That said, I would assign baking detritus to the "brown" category. I tend to classify compost input based on relative carbon versus nitrogen abundance (C:N ratio). Baking waste is of course very C-rich. However, with enough dairy in it (read: croissants), it moves closer to N, thus more green. This is probably a good example of how the brown versus green dichotomy is an oversimplification. It's a continuum with brown and green at opposite ends.

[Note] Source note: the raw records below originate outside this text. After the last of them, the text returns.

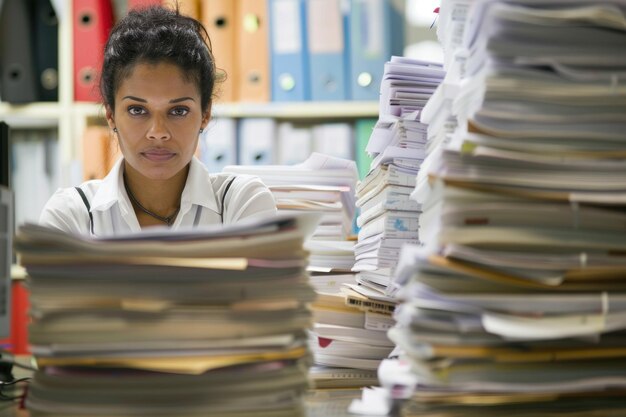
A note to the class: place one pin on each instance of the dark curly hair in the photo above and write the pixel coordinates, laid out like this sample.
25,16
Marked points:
153,35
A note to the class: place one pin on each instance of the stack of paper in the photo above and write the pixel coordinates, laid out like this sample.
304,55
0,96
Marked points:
515,304
388,217
348,338
207,322
322,184
326,185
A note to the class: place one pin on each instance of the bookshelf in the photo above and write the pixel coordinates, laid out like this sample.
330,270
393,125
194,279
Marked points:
70,118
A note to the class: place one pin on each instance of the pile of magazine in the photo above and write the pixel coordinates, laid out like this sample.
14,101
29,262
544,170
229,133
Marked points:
515,304
206,322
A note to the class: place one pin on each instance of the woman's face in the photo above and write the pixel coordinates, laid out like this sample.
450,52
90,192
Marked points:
158,117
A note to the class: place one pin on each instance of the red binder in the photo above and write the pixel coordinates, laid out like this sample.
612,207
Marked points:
92,22
138,4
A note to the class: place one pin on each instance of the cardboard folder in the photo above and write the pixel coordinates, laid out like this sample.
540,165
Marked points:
46,32
17,80
100,151
288,46
219,17
253,49
326,36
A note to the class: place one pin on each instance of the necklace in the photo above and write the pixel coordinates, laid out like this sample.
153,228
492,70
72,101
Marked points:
167,220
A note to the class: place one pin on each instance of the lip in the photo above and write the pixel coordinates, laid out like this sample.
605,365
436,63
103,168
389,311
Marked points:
158,154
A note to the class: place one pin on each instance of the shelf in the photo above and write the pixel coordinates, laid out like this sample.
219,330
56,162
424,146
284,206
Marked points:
296,110
299,110
31,115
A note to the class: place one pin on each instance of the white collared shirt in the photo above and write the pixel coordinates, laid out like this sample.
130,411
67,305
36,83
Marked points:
200,204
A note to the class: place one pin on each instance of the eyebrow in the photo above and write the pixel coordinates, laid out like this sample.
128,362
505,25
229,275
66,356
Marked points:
176,100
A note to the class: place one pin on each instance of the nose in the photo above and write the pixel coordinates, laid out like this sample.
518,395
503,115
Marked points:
158,130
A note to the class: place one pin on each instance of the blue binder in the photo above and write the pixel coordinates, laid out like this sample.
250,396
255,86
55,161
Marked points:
376,33
288,51
326,33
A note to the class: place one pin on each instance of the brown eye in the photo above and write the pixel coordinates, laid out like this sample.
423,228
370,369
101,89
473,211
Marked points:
179,111
136,110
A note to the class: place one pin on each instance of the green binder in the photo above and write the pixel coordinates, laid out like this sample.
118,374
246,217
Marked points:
363,130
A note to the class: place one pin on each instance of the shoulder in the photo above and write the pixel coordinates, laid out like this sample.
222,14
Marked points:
243,196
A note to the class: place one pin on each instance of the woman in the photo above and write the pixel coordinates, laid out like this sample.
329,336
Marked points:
157,83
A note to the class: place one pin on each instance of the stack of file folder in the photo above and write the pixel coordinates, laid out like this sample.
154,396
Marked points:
515,303
344,352
388,217
348,341
322,184
207,322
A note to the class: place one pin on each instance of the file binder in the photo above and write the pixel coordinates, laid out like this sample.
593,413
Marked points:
376,33
288,48
326,34
256,141
138,4
218,144
218,17
253,48
189,8
294,143
99,152
46,30
17,81
363,128
92,22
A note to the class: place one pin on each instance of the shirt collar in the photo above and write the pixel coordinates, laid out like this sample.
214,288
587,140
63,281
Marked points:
197,189
111,190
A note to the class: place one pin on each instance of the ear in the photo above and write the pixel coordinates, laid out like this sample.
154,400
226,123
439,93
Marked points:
206,118
108,114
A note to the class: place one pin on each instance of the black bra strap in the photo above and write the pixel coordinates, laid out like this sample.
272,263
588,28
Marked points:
224,196
84,198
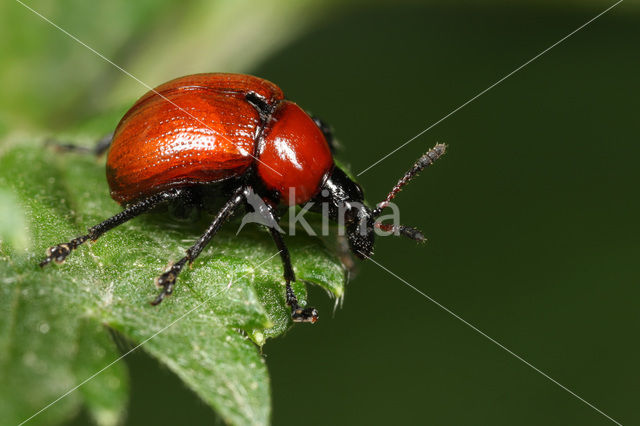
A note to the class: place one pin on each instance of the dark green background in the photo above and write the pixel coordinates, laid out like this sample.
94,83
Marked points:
532,220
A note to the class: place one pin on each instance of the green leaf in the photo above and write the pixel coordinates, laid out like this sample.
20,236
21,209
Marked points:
52,333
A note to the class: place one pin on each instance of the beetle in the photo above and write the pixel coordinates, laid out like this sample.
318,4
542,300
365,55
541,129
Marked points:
228,136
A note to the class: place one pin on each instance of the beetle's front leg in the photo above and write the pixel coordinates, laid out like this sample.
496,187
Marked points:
298,314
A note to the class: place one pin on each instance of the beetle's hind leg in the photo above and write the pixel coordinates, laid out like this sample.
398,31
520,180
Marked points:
101,146
59,253
167,280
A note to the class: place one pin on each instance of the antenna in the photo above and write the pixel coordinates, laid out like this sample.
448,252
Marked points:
426,160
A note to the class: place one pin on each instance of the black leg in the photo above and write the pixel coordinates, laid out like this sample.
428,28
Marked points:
60,252
102,145
167,280
298,314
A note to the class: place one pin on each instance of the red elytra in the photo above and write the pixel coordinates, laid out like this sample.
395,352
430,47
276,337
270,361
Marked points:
191,136
201,129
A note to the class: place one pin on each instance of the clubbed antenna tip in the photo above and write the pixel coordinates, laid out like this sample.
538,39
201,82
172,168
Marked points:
426,160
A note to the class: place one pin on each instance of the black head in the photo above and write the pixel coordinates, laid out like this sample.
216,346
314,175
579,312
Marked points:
346,206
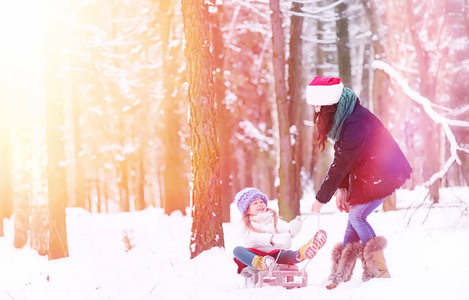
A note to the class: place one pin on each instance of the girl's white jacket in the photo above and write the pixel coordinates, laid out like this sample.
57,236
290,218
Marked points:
264,223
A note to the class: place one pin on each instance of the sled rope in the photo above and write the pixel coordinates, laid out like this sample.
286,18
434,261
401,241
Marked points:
309,260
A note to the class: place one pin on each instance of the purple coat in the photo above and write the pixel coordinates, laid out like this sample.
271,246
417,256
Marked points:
367,161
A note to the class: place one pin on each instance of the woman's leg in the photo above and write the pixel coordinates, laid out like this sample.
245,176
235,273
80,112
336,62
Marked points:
244,255
350,236
357,220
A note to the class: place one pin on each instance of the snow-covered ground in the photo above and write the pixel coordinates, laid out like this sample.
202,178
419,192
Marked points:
427,260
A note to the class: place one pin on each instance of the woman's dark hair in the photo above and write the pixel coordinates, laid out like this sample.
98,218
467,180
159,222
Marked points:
324,121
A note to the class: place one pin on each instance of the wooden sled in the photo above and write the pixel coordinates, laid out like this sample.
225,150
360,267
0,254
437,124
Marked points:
287,276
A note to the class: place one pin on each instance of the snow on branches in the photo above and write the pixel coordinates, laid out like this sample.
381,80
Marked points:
436,117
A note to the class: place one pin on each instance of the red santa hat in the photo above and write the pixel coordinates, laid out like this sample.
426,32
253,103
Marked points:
324,91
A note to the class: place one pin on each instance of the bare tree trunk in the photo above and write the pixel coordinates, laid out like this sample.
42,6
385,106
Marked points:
288,205
21,214
298,107
343,50
6,182
427,88
207,231
124,185
58,247
175,192
80,192
380,95
139,201
39,229
223,125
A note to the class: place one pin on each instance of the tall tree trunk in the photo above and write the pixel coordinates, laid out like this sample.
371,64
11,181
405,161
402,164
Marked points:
298,106
6,182
207,231
21,215
124,185
427,88
139,202
289,207
343,50
39,229
379,94
175,192
80,192
58,247
224,123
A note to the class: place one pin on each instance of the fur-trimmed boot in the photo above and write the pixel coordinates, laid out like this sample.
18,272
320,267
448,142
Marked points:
343,263
374,263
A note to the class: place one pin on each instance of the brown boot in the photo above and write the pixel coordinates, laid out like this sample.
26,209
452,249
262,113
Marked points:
374,263
343,270
335,257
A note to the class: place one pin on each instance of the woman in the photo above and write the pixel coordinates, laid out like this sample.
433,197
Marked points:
368,166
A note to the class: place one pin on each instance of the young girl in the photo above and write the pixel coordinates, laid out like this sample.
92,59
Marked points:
266,236
368,166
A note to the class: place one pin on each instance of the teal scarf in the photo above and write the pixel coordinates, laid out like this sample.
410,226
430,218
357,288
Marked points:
346,105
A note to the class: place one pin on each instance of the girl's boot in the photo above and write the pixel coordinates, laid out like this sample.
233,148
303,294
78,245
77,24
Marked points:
263,263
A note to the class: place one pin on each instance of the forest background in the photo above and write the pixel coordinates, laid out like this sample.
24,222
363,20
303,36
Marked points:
117,105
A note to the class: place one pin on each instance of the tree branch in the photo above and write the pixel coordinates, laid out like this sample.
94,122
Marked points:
427,106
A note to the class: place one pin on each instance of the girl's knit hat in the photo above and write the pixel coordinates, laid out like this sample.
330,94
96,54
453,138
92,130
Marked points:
324,91
246,196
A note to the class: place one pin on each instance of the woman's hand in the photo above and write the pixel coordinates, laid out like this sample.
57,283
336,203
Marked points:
316,207
341,200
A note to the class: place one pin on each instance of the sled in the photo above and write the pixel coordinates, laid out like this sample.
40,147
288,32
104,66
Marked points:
288,276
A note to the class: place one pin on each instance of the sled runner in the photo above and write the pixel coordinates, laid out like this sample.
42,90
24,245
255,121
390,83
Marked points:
288,276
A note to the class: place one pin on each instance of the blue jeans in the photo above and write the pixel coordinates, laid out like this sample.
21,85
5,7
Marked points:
358,228
283,257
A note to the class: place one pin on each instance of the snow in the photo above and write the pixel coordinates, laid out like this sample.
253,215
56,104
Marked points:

Coming up with enough green (N) to balance your exceptional C load will be a challenge, especially in AZ where you're probably not mowing lawns or cutting alfalfa. Maybe hook up with a lawn care company to take some of their collected cuttings off their hands, assuming enough people do maintain lawns there. Or maybe a riding stable that needs to off-load some manure.
If there ever was a question posted to TFL that was arguably relevant but from deep left field, yours has to be it. And thanks for the Sir Albert Howard reference. Geez, I haven't thought about that (and Forty Acres and Independence) for 40 years. Brings back memories of expired/retired dreams.
Good luck!
Tom
I can see a couple of other issues that need to be considered.
First, in addition to carbon and nitrogen, the other two essential "ingredients" for composting are proper management of oxygen and water. Bread dough is a rather wet, heavy ingredient for compost. Unless it's adequately mixed with sufficient bulky dry ingredients it could easily become anaerobic (a smelly mess). A proper balance of the four ingredients is the primary objective of the "manager" of a compost pile.
Second, it is usually strongly recommended that animal products (butter, bones, meat, cheese etc) NOT be incorporated into a compost pile, primarily because they attract pests. All that butter is certain to attract whatever rodents, raccoons, etc that you have in Arizona. Fat also can impair the composting action and might even persist into the final product.
You would need to incorporate a lot of oxygen, a lot of nitrogen and a lot of dry material to fuel a compost pile containing butter-laden bread dough. You'll probably also need a pest-proof container too.